Le groupe
Biographie :

Le one-man band Ars Moriendi est né en 2001 sur les cendres de Solipsis, un projet black / death atmosphérique. C'est en Septembre 2008 que sort officiellement le premier album d'Ars Moriendi, "L'Oppression Du Rien". Suivent "Du Tréfonds D'un Être" en Août 2011 chez Archaic Sound, "La Singulière Noirceur D'un Astre" en Mars 2014, "Sepelitur Alleluia" en Octobre 2016, "La Solitude Du Pieux Scélérat" en Mai 2019, "Le Silence Déraisonnable Du Ciel" en Septembre 2021, "Tormentum Inanis MMXXII" en Décembre 2022, et "Lorsque Les Coeurs S'assèchent" en Août 2023.

Discographie :

2008 : "L'Oppression Du Rien"
2011 : "Du Tréfonds D'un Être"
2014 : "La Singulière Noirceur D'un Astre"
2016 : "Sepelitur Alleluia"
2019 : "La Solitude Du Pieux Scélérat"
2021 : "Le Silence Déraisonnable Du Ciel"
2022 : "Tormentum Inanis MMXXII"
2023 : "Lorsque Les Coeurs S'assèchent"


Les chroniques


"Lorsque Les Coeurs S'assèchent"
Note : 16/20

Si l'on ne compte pas le réenregistrement de "L'Oppression Du Rien" sorti l'année dernière sous le nom " Tormentum Inanis MMXXII", c'est son septième album que le projet Ars Moriendi mené par Arsonist nous amène cette fois avec "Lorsque Les Coeurs S'assèchent". Et si la musique de ce one man-band est généralement étiqueté faute de mieux comme black metal atmosphérique et progressif, on se rend vite compte à son écoute que c'est assez réducteur.

Ars Moriendi a toujours développé un univers très singulier, utilisant le black metal comme une base mais emmenant cette musique bien loin de ses origines et lui attribuant une personnalité on ne peut plus marquée. Cela passe par des morceaux longs qui vont fréquemment chatouiller les dix ou douze minutes, des ambiances fortes qui prennent le temps de se développer, une puissance évocatrice et une dimension dramatique assez poussées. Bref, Ars Moriendi ne fait rien comme les autres et cela contribue évidemment à rendre ses albums plus exigeants et plus difficiles à approcher que l'album de black metal moyen. C'est d'ailleurs en acoustique que le morceau-titre ouvre l'album avec des mélodies mélancoliques, torturées et soutenues par un chant clair qui m'a rappelé les atmosphère cotonneuses développées par Tiamat sur "A Deeper Kind Of Slumber", c'est dire si le black metal classique est loin ! Un black metal qui finit tout de même par revenir avec les blasts de rigueur et des riffs forcément plus froids et plus noirs, la mélancolie laissant temporairement place à quelque chose de plus dur et de plus désespéré. Une fois de plus, Ars Moriendi nous fait entendre sa maîtrise des contrastes et brise les barrières et les codes pour exprimer ce qui lui pèse sur l'estomac. Sa musique est faite de nuances et si l'agressivité et la violence inhérentes au black metal sont bien présentes, elles sont mises au service de l'ensemble et servent à exprimer des émotions bien précises. Ars Moriendi ne s'embarrasse pas d'artifices et propose pourtant une musique bien plus riche et profondes que celle de ses collègues de scène, ce qui ne plaira évidemment pas aux puristes une fois de plus.

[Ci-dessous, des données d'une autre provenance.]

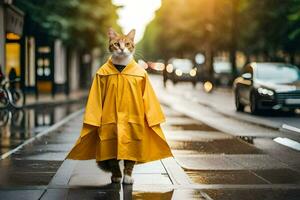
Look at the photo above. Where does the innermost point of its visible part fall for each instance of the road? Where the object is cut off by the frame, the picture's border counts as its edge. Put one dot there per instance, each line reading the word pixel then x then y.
pixel 222 100
pixel 216 157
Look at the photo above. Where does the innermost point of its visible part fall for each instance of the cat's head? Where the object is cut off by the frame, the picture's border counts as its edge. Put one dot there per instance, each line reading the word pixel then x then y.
pixel 121 45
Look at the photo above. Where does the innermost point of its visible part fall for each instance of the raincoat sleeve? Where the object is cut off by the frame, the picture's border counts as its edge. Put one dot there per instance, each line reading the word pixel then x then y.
pixel 93 109
pixel 153 111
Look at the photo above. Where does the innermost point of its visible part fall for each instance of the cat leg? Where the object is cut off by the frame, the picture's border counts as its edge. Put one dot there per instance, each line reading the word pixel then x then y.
pixel 116 176
pixel 112 166
pixel 128 167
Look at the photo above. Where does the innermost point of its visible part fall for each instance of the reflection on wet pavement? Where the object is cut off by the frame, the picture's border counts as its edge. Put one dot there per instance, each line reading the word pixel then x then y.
pixel 254 194
pixel 16 126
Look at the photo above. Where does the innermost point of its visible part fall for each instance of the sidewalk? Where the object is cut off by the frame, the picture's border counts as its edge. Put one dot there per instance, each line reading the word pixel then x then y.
pixel 56 99
pixel 38 171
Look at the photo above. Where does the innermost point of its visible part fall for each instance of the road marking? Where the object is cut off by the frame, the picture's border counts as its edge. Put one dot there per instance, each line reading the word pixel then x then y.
pixel 288 142
pixel 290 128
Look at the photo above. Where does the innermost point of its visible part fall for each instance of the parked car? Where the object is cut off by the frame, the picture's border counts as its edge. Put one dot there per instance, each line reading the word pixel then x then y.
pixel 265 86
pixel 222 73
pixel 180 70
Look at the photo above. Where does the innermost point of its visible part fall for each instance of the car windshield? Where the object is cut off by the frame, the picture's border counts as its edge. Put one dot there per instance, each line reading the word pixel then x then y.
pixel 185 65
pixel 277 73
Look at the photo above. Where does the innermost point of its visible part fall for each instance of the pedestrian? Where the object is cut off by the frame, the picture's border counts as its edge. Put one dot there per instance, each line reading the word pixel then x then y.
pixel 12 75
pixel 122 116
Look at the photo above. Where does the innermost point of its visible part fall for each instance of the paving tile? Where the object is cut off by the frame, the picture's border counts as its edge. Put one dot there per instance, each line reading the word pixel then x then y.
pixel 154 167
pixel 152 179
pixel 20 194
pixel 254 194
pixel 208 162
pixel 55 194
pixel 263 161
pixel 279 176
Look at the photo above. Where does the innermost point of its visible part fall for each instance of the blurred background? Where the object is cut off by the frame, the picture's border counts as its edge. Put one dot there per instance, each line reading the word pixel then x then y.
pixel 225 71
pixel 49 43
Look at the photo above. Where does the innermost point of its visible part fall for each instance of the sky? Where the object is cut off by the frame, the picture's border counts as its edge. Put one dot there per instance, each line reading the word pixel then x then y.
pixel 136 14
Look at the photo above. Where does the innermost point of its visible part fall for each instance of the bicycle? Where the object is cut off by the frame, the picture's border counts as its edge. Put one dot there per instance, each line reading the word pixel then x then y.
pixel 11 95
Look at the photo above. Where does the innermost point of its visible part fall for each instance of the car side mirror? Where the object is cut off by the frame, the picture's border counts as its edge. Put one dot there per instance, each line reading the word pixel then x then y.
pixel 247 76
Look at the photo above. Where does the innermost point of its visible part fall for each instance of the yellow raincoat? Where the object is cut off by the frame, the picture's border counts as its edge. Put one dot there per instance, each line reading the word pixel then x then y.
pixel 122 118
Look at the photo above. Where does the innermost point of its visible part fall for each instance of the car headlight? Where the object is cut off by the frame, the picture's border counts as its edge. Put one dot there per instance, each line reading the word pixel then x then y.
pixel 193 72
pixel 264 91
pixel 169 68
pixel 178 72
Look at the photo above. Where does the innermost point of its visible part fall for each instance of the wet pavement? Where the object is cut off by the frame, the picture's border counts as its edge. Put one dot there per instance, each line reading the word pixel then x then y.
pixel 17 126
pixel 216 158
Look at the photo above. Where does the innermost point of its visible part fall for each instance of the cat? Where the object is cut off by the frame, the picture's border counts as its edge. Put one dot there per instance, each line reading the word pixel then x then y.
pixel 122 49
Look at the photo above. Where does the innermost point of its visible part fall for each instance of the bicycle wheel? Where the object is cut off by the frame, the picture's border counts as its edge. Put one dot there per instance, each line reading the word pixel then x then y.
pixel 18 98
pixel 4 99
pixel 4 117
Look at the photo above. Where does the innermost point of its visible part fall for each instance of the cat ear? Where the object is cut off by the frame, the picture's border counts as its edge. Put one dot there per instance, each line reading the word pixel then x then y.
pixel 131 34
pixel 112 33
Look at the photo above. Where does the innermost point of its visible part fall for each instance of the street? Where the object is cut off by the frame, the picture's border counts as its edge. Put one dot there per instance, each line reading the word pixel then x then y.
pixel 215 157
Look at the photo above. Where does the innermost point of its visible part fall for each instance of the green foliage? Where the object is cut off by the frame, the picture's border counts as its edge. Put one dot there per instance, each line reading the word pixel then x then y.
pixel 185 27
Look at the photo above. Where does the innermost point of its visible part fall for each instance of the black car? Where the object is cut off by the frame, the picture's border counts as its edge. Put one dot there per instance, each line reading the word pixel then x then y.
pixel 222 73
pixel 268 86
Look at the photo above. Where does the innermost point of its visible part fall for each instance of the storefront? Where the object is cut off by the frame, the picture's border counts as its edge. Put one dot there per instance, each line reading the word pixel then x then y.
pixel 14 20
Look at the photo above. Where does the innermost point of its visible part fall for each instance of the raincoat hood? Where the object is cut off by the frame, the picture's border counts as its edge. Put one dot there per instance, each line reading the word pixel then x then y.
pixel 122 118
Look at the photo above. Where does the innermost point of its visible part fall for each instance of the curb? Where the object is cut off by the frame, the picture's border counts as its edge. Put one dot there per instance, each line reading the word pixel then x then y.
pixel 45 132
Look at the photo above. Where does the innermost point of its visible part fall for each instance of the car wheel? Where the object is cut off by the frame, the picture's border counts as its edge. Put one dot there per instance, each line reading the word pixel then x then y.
pixel 253 105
pixel 239 107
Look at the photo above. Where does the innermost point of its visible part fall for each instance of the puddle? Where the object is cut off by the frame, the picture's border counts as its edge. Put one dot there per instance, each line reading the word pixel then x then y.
pixel 224 177
pixel 16 126
pixel 248 139
pixel 253 194
pixel 192 126
pixel 220 146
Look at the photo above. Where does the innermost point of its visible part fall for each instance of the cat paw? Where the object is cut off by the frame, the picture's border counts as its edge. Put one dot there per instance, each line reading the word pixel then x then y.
pixel 115 179
pixel 128 179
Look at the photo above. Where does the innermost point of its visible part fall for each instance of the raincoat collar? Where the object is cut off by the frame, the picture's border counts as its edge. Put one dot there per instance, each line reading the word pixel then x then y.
pixel 131 69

Mêmes contrastes sur "Quand Tout Est Bruit, Fureur Et Haine" qui fait entendre une finesse et une sensibilité qui peut vaguement évoquer Alceste en première partie de morceau, avant là aussi d'invoquer la violence et la froideur du black metal par la suite. Les sonorités presque trip hop qui débarquent au milieu de "Voyage Céleste" mélangées à ce son chant clair grave et presque suave accentue encore le lien avec le Tiamat entendu sur "A Deeper Kind Of Slumber". Le contraste avec la violence que déploie d'entrée de jeu "Le Ver Dans Le Fruit" est d'autant plus marqué ! Un morceau qui renoue quant à lui avec les grandes heures du black metal atmosphérique des années 90 avec plus de claviers pour des ambiances dramatiques et épiques du plus bel effet. "Nous Sommes Passés" pousse l'utilisation des sonorités électroniques encore plus loin et développe un certain groove froid assez surprenant mais réussi. Le morceau reste froid malgré ça et dégage une ambiance désabusée et donne l'impression de contempler sa propre fin. "Le Blasphémateur" qui clôt l'album avec ses douze minutes fait une sorte de synthèse que tout ce qu'a expérimenté ce nouvel album et passe d'une ambiance à l'autre avec une certaine maîtrise. La finesse ne trouve pas seulement dans les mélodies, on la sent dans l'écriture aussi et le travail qu'à demandé tout ça saute aux oreilles. Quelques rayons de lumière arrivent donc à percer au milieu de ces mélodies empreintes de noirceur, de mélancolie et qui font régulièrement chuter la température. Sur un plan plus technique, on sent un net progrès en termes de production par rapport aux précédents albums, "Lorsque Les Coeurs S'assèchent" bénéficiant d'un son plus propre et plus puissant tout en restant suffisamment fin et dynamique pour entendre tous les instruments.

L'approche ouverte et portée sur les émotions d'Ars Moriendi ne plaira clairement pas à tout le monde, et certainement pas aux puristes du black metal. Pour les autres, il y a sur "Lorsque Les Coeurs S'assèchent" de quoi se laisser embarquer dans un voyage introspectif aux allures de montagnes russes qui laissent donc beaucoup de place aux émotions.


Murderworks
Octobre 2023




"La Solitude Du Pieux Scélérat"
Note : 15/20

Seul maître à bord d’Ars Moriendi, Arsonist nous livre ici son cinquième album, "La Solitude Du Pieux Scélérat". Pour situer, disons que sa musique est à cheval entre le dark metal et le black atmosphérique, donc pas vraiment destinée aux bourrins de première.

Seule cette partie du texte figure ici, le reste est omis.